Singles from Vikings
- "Everywhere I Go (Kings & Queens)" Released: September 2, 2014; "West End Kids" Released: May 11, 2015; "Girl Crush" Released: November 26, 2015;

= Vikings (album) =

Vikings is the third studio album by Danish rock band New Politics, released on August 14, 2015 via DCD2 Records and Warner Bros. Records.
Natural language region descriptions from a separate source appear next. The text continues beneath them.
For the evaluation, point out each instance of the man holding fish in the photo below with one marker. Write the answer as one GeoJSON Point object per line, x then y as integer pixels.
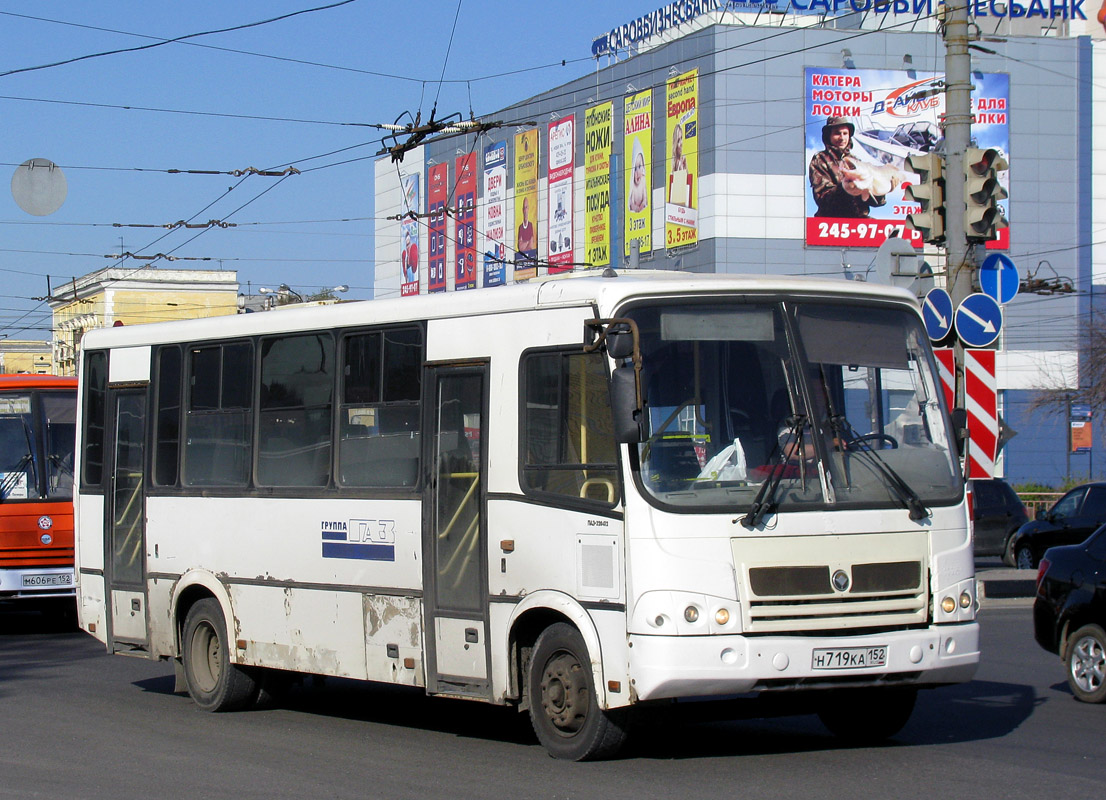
{"type": "Point", "coordinates": [843, 185]}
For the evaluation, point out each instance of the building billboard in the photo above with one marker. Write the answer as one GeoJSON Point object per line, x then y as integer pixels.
{"type": "Point", "coordinates": [637, 146]}
{"type": "Point", "coordinates": [681, 143]}
{"type": "Point", "coordinates": [861, 127]}
{"type": "Point", "coordinates": [562, 149]}
{"type": "Point", "coordinates": [437, 193]}
{"type": "Point", "coordinates": [598, 130]}
{"type": "Point", "coordinates": [494, 210]}
{"type": "Point", "coordinates": [408, 237]}
{"type": "Point", "coordinates": [466, 216]}
{"type": "Point", "coordinates": [525, 205]}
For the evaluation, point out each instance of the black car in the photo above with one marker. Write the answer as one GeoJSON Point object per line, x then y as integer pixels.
{"type": "Point", "coordinates": [1072, 519]}
{"type": "Point", "coordinates": [1070, 612]}
{"type": "Point", "coordinates": [997, 513]}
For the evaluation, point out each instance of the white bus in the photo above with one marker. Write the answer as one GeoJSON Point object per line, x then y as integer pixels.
{"type": "Point", "coordinates": [574, 496]}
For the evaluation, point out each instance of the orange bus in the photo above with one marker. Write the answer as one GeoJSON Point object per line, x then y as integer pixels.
{"type": "Point", "coordinates": [38, 415]}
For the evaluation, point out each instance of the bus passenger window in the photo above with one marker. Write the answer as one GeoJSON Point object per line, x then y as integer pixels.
{"type": "Point", "coordinates": [379, 443]}
{"type": "Point", "coordinates": [218, 424]}
{"type": "Point", "coordinates": [294, 414]}
{"type": "Point", "coordinates": [167, 417]}
{"type": "Point", "coordinates": [569, 445]}
{"type": "Point", "coordinates": [95, 418]}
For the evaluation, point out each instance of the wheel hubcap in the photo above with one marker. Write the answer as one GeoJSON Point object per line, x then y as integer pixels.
{"type": "Point", "coordinates": [564, 693]}
{"type": "Point", "coordinates": [1088, 664]}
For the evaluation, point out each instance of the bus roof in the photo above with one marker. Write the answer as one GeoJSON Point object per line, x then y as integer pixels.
{"type": "Point", "coordinates": [21, 381]}
{"type": "Point", "coordinates": [592, 288]}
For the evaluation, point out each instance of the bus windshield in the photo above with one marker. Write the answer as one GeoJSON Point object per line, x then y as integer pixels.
{"type": "Point", "coordinates": [791, 405]}
{"type": "Point", "coordinates": [37, 466]}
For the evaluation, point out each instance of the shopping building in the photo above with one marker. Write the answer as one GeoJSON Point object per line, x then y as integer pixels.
{"type": "Point", "coordinates": [690, 148]}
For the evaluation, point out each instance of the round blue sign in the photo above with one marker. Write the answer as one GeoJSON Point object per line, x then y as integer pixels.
{"type": "Point", "coordinates": [979, 320]}
{"type": "Point", "coordinates": [937, 313]}
{"type": "Point", "coordinates": [998, 278]}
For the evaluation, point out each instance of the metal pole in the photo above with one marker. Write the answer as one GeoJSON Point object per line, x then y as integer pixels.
{"type": "Point", "coordinates": [958, 118]}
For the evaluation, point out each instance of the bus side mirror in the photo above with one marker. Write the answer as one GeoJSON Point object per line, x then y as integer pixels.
{"type": "Point", "coordinates": [960, 428]}
{"type": "Point", "coordinates": [619, 342]}
{"type": "Point", "coordinates": [624, 408]}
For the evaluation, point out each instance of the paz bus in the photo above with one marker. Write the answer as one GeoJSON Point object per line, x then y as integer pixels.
{"type": "Point", "coordinates": [576, 496]}
{"type": "Point", "coordinates": [38, 428]}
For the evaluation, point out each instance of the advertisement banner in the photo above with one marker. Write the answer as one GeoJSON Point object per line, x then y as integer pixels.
{"type": "Point", "coordinates": [494, 210]}
{"type": "Point", "coordinates": [861, 127]}
{"type": "Point", "coordinates": [637, 149]}
{"type": "Point", "coordinates": [1082, 435]}
{"type": "Point", "coordinates": [597, 132]}
{"type": "Point", "coordinates": [681, 142]}
{"type": "Point", "coordinates": [465, 200]}
{"type": "Point", "coordinates": [525, 205]}
{"type": "Point", "coordinates": [562, 168]}
{"type": "Point", "coordinates": [408, 237]}
{"type": "Point", "coordinates": [437, 193]}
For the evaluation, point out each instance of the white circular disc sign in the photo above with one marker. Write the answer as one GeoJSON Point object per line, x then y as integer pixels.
{"type": "Point", "coordinates": [39, 186]}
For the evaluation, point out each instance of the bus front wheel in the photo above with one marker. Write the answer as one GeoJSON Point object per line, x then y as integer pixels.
{"type": "Point", "coordinates": [214, 682]}
{"type": "Point", "coordinates": [564, 708]}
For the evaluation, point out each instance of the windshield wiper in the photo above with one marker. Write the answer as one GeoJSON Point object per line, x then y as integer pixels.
{"type": "Point", "coordinates": [763, 501]}
{"type": "Point", "coordinates": [11, 477]}
{"type": "Point", "coordinates": [891, 479]}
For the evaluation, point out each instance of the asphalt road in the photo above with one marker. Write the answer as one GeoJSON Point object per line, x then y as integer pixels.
{"type": "Point", "coordinates": [76, 723]}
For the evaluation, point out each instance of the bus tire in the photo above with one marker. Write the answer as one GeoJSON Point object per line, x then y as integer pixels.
{"type": "Point", "coordinates": [564, 708]}
{"type": "Point", "coordinates": [866, 716]}
{"type": "Point", "coordinates": [214, 682]}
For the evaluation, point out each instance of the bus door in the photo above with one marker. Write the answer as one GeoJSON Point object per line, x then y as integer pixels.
{"type": "Point", "coordinates": [455, 532]}
{"type": "Point", "coordinates": [125, 527]}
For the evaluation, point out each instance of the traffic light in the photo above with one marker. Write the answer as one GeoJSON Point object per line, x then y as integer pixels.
{"type": "Point", "coordinates": [929, 194]}
{"type": "Point", "coordinates": [982, 193]}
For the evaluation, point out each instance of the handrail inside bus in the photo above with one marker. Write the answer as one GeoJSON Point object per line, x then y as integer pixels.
{"type": "Point", "coordinates": [468, 542]}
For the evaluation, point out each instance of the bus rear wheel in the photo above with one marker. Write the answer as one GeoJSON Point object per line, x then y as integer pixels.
{"type": "Point", "coordinates": [214, 682]}
{"type": "Point", "coordinates": [866, 716]}
{"type": "Point", "coordinates": [564, 708]}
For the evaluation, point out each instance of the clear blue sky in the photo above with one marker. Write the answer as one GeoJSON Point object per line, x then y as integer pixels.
{"type": "Point", "coordinates": [237, 100]}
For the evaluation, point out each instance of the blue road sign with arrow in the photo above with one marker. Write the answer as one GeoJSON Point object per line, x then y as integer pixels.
{"type": "Point", "coordinates": [998, 277]}
{"type": "Point", "coordinates": [979, 320]}
{"type": "Point", "coordinates": [937, 312]}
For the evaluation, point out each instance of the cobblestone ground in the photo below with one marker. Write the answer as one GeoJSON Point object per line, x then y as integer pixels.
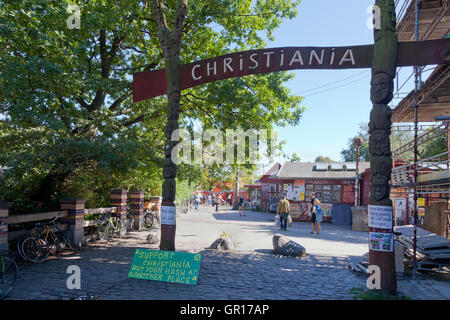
{"type": "Point", "coordinates": [250, 272]}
Three singles were released, titled "Everywhere I Go (Kings & Queens)", "West End Kids" and "Girl Crush". "West End Kids" is featured in the video game NHL 16 and "Everywhere I Go (Kings & Queens)" is featured in the video game Tony Hawk's Pro Skater 5, The Sims 4: Get to Work and a trailer for the 2016 Amazon Prime series The Tick.

== Track listing ==

| No. | Title | Length |
|---|---|---|
| 1. | "Everywhere I Go (Kings & Queens)" | 3:25 |
| 2. | "West End Kids" | 3:32 |
| 3. | "Girl Crush" | 2:54 |
| 4. | "Lovers in a Song" | 3:11 |
| 5. | "15 Dreams" | 3:04 |
| 6. | "50 Feet Tall" | 3:30 |
| 7. | "Pretend We're in a Movie" | 3:15 |
| 8. | "Loyalties Among Thieves" | 3:12 |
| 9. | "Stardust" | 3:40 |
| 10. | "Aristocrat" | 3:16 |
| 11. | "Strings Attached" (track ends at 1:39, first hidden track "Bitch I'm Gold" at 5:00 and second hidden track "LSD" at 11:07) | 11:55 |
| Total length: |  | 44:54 |

== Charts ==

| Chart (2015) | Peak position |
|---|---|
| US Billboard 200 | 129 |
| US Top Rock Albums (Billboard) | 16 |

=== Singles ===

| Title | Year | Peak chart positions |  |
| US Alt. | US Rock |
| "Everywhere I Go (Kings & Queens)" | 2014 | 19 | 28 |
| "West End Kids" | 2015 | 25 | — |
| "Girl Crush" | 31 | — |
"—" denotes a recording that did not chart.